# Another Beebee update so excited!



## Lillahine (Nov 25, 2014)

Lol bet your getting sick of me lol with my girls progress every week. Anyways I was really excited about today because for the first time she was wanting to step up and was so eager to do so. Also when she sat on my husbands hand on one foot and tried napping I take that as a comfort sign? Also she isn't doing feeding noises and chirping more. The breeder says 3 more weeks maybe because this clutch is having a hard time eating. We did give her some millet and she attacked is so that's a good sign. I do have one question though I was petting her and she seemed a little ornery and tried biting me how do I address this now. The breeder says to blow in her face but I don't think is something I feel comfortable with as she is still a baby. I want to make sure this won't be a problem in the future though. Ok pic time.

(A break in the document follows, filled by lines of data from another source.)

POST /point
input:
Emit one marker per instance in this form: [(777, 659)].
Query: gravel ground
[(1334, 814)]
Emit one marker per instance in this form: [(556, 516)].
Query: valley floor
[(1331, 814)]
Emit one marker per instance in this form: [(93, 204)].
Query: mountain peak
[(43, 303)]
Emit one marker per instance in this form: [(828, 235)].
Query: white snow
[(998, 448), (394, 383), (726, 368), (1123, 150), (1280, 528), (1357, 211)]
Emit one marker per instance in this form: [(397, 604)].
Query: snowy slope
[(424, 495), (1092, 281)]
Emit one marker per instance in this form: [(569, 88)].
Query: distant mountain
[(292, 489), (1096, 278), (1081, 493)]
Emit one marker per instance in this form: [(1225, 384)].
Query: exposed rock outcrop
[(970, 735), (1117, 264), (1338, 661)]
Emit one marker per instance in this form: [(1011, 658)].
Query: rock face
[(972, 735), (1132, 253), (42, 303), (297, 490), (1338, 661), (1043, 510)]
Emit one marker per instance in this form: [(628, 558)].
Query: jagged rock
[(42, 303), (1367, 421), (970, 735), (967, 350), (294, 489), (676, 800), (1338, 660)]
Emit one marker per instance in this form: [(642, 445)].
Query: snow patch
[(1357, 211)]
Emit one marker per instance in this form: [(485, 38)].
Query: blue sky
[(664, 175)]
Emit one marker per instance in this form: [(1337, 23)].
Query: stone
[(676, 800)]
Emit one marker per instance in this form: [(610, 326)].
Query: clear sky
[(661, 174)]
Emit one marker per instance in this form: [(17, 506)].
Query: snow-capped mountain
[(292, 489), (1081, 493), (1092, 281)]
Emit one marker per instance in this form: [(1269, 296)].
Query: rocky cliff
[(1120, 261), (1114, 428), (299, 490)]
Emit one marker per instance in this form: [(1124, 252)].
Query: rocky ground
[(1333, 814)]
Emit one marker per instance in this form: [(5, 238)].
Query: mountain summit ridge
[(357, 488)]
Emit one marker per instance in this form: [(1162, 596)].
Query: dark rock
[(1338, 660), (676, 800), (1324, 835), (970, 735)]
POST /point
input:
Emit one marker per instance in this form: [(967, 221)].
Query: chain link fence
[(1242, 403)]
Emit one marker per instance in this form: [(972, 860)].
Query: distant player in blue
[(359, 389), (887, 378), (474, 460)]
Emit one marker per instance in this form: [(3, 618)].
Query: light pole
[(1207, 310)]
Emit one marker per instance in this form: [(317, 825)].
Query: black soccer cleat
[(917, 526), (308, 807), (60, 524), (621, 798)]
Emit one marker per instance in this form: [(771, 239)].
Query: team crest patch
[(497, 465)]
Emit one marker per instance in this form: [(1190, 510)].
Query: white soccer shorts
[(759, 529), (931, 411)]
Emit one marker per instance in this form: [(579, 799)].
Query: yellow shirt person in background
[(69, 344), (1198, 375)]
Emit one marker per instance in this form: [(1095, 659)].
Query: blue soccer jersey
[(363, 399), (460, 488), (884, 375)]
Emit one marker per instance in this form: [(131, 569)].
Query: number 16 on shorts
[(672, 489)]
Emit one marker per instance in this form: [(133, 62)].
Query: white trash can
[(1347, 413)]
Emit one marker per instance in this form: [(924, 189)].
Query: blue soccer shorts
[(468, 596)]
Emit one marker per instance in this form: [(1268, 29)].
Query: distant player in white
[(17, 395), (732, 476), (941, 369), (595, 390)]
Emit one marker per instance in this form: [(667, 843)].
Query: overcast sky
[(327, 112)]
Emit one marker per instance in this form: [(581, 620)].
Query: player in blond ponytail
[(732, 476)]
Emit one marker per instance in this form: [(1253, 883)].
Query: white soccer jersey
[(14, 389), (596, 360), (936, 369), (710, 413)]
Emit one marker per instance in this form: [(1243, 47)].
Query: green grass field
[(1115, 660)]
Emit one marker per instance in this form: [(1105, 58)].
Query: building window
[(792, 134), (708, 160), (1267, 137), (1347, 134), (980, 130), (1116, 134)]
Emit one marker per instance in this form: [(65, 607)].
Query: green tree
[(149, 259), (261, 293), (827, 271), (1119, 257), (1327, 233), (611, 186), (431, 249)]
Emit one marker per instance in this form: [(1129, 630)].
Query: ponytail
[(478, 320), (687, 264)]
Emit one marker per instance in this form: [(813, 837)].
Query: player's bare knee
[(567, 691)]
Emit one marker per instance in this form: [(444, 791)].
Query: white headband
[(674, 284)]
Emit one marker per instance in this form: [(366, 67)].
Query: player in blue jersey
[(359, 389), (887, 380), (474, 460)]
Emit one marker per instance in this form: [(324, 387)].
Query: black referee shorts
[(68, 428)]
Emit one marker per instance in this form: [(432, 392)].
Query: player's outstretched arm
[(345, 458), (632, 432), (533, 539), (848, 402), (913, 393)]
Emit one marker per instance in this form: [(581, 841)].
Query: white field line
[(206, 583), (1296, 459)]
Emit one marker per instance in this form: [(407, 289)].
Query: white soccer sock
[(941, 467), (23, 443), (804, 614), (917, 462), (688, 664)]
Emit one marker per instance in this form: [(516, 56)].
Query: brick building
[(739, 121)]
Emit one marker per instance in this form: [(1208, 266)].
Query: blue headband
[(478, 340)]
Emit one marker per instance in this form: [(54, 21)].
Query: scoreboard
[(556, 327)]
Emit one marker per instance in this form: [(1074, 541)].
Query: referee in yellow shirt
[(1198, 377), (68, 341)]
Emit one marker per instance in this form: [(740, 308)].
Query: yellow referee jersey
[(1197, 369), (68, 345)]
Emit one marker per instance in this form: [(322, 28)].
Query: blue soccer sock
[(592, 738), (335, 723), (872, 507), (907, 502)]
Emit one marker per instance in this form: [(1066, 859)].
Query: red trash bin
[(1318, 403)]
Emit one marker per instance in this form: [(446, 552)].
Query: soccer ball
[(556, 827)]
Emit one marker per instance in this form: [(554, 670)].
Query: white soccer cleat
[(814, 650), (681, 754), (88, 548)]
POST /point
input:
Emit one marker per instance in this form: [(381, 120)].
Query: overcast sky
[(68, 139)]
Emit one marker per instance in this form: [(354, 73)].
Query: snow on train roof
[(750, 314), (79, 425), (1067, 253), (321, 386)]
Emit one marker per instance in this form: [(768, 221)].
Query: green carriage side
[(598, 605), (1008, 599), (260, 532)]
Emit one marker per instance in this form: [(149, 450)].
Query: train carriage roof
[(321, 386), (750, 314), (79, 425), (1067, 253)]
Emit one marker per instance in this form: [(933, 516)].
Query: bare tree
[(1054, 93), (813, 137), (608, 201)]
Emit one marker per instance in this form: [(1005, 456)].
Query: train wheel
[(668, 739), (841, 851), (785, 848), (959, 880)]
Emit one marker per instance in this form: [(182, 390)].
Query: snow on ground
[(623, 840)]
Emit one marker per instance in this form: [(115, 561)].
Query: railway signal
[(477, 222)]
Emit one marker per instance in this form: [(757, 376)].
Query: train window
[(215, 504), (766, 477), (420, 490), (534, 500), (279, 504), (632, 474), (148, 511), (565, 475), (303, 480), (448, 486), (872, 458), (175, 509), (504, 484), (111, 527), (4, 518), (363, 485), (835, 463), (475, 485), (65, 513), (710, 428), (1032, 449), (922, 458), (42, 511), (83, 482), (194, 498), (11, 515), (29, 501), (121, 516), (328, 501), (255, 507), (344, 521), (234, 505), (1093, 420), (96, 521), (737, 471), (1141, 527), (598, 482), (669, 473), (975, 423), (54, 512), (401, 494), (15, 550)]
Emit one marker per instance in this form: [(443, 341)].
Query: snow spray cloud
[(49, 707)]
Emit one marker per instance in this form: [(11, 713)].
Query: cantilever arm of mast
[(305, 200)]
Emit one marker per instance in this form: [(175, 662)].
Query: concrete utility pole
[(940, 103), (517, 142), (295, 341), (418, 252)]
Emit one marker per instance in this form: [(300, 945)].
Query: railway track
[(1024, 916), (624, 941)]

here is a link to her big brother and sister Rickey and Lucy Lucy is the lutino one and Rickey is the blue one. https://www.flickr.com/photos/lillahine/15967579681/in/photostream/lightbox/


----------



## Phoenix2010 (Sep 15, 2014)

That's great! She sounds like she is very comfortable around you, such an exciting time. Maybe she was getting tired and had enough petting?


----------



## Lillahine (Nov 25, 2014)

Lillahine said:


> Lol bet your getting sick of me lol with my girls progress every week. Anyways I was really excited about today because for the first time she was wanting to step up and was so eager to do so. Also when she sat on my husbands hand on one foot and tried napping I take that as a comfort sign? Also she isn't doing feeding noises and chirping more. The breeder says 3 more weeks maybe because this clutch is having a hard time eating. We did give her some millet and she attacked is so that's a good sign. I do have one question though I was petting her and she seemed a little ornery and tried biting me how do I address this now. The breeder says to blow in her face but I don't think is something I feel comfortable with as she is still a baby. I want to make sure this won't be a problem in the future though. Ok pic time.


Ugg don't know why the pics won't load tonight going to try tomorrow. Just a warning though cuteness overload.


----------



## Lillahine (Nov 25, 2014)

Phoenix2010 said:


> That's great! She sounds like she is very comfortable around you, such an exciting time. Maybe she was getting tired and had enough petting?


I sure hope that's all it was. She does seem comfortable with us, she had such a great time exploring our shoulders and hair. This experience of buying " an egg" is so amazing every week we see the bird she is becoming. I wouldn't trade this experience for the world.


----------



## han93 (Aug 1, 2014)

Yay, it sounds like she's getting comfortable with you guys! As for the biting, is soft peaking or more aggressive biting? If its soft it could be that she's had enough petting/wants to be pet somewhere else/wants to be pet harder or softer. If its like this it's just her way of communicating with you  

If it's more aggressive she still might be a little afraid of you, and you can combat this behaviour by placing a finger on her closed beak after she's bitten you and say "gentle beak". I've found this method has worked with my tiels


----------



## Lillahine (Nov 25, 2014)

han93 said:


> Yay, it sounds like she's getting comfortable with you guys! As for the biting, is soft peaking or more aggressive biting? If its soft it could be that she's had enough petting/wants to be pet somewhere else/wants to be pet harder or softer. If its like this it's just her way of communicating with you
> 
> If it's more aggressive she still might be a little afraid of you, and you can combat this behaviour by placing a finger on her closed beak after she's bitten you and say "gentle beak". I've found this method has worked with my tiels


Looking back I feel she was just a little annoyed and didn't want to be petted. We are a pushy bunch though lol and have budgies,that hate being petted than are like "ok pet me" after a few bites. So may be just being push from the start. But like I said from my first post I want a needy bird and maybe just being too aggressive in love lol.


----------



## Dolly (Feb 1, 2015)

Awww, you must be so excited as the coming home day gets nearer. Get that pic up on here NOW!


----------



## Lillahine (Nov 25, 2014)

I'll add more when I get on my computer.


----------



## Lillahine (Nov 25, 2014)

Just a few more


----------



## Phoenix2010 (Sep 15, 2014)

Such a pretty baby!


----------



## Dolly (Feb 1, 2015)

So yummy gorgeous! You lucky girl


----------



## Lillahine (Nov 25, 2014)

Dolly said:


> So yummy gorgeous! You lucky girl


Thanks, I can't wait till she gets to come home. Crossing my fingers for 3 weeks.


----------